Code Construction Rules

  • Only Python-based services; avoid non-core languages in core routing logic
  • All database access should be parameterized; never concatenate SQL
  • Routing algorithms must be modular; pluggable heuristics for distance, time windows, and capacity
  • Async I/O must be used for DB calls where supported
  • All API endpoints must include authentication and input validation
  • Tests must cover edge-case routing scenarios and GIS queries
  • Documentation strings and type hints must be present

Security and Production Rules

  • Store secrets in environment vars; never hard-code keys
  • Use TLS in production; enforce HTTPS endpoints
  • Limit rate and input size to protect against abuse
  • Back up spatial data and maintain migrations for schema drift

Testing Checklist

  • Unit tests for routing heuristics and distance computations
  • Integration tests for FastAPI endpoints and DB interactions
  • GIS query tests using sample PostGIS data
  • CI checks: linting, type checks, and test suite
  • Security tests: input validation and auth flow tests

Common Mistakes to Avoid

  • Hard-coding city or zone data in logic instead of loading from DB
  • Overestimating route optimization without real-world constraints
  • Ignoring GIS precision or coordinate systems in spatial queries
  • Skipping migrations or direct schema edits in production

Related implementation resources: AI Agent Use Case for Waste Management Firms Using Pickup Logs to Optimize Collection Routes and Environment separation rules for AI-generated apps: practical production-grade patterns.

FAQ

What is a Cursor rules template for waste collection routing?

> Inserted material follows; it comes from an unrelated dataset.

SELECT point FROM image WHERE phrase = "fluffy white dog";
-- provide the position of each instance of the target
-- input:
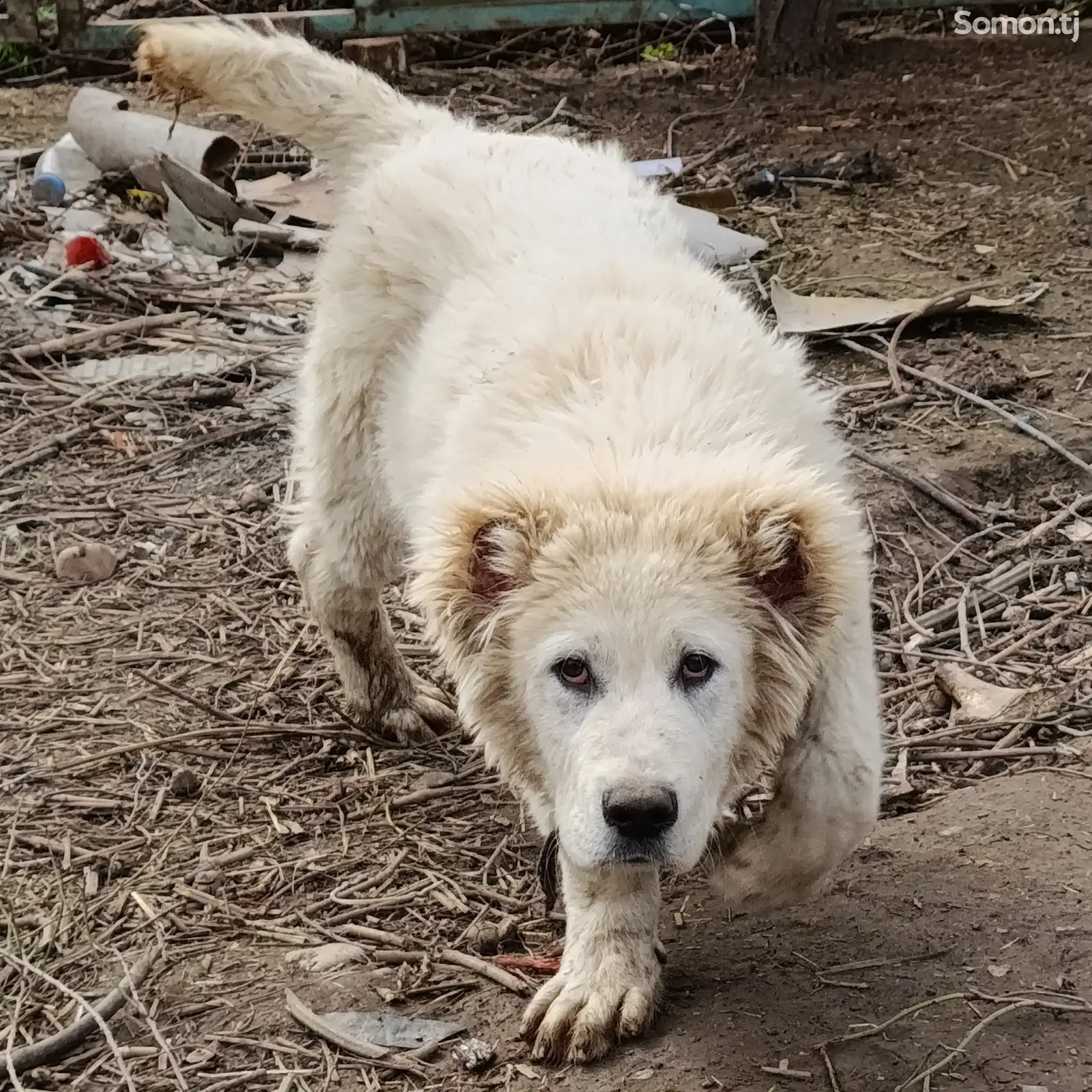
(626, 513)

A Cursor rules template defines stack-specific AI guardrails and implementation guidance to generate, validate, and execute waste collection routing logic. It standardizes architecture, data access, and testing practices so teams can paste a ready-to-run .cursorrules block into their project root for consistent AI-assisted development.

Which stack is this Cursor rules template built for?

This template targets a Python-based stack with FastAPI, SQLAlchemy, PostgreSQL + PostGIS, and Cursor AI for safe, guided AI-assisted development of routing and fleet optimization features.

How do I integrate the .cursorrules block with my project?

Place the copied .cursorrules block in the project root and reference it from your Cursor AI editor. Ensure the project structure matches the recommended layout and that environment variables for DB connections are configured in your deployment environment.

What should I test to ensure reliability?

Unit test routing heuristics, integration tests for API endpoints, and GIS query correctness. Validate data inputs with type checks, mock external services in unit tests, and run full CI with linting and formatting checks.

How do I secure routing data?

Use OAuth2/JWT, encrypt sensitive fields at rest, constrain access by role, and sanitize inputs. Never log secrets or expose private keys through AI prompts or routes.

Can I customize routing heuristics?

Yes. The template is designed to allow plug-in heuristics for distance metrics, time windows, and vehicle capacities. Implement interfaces in app/services and swap in alternative implementations without changing API contracts.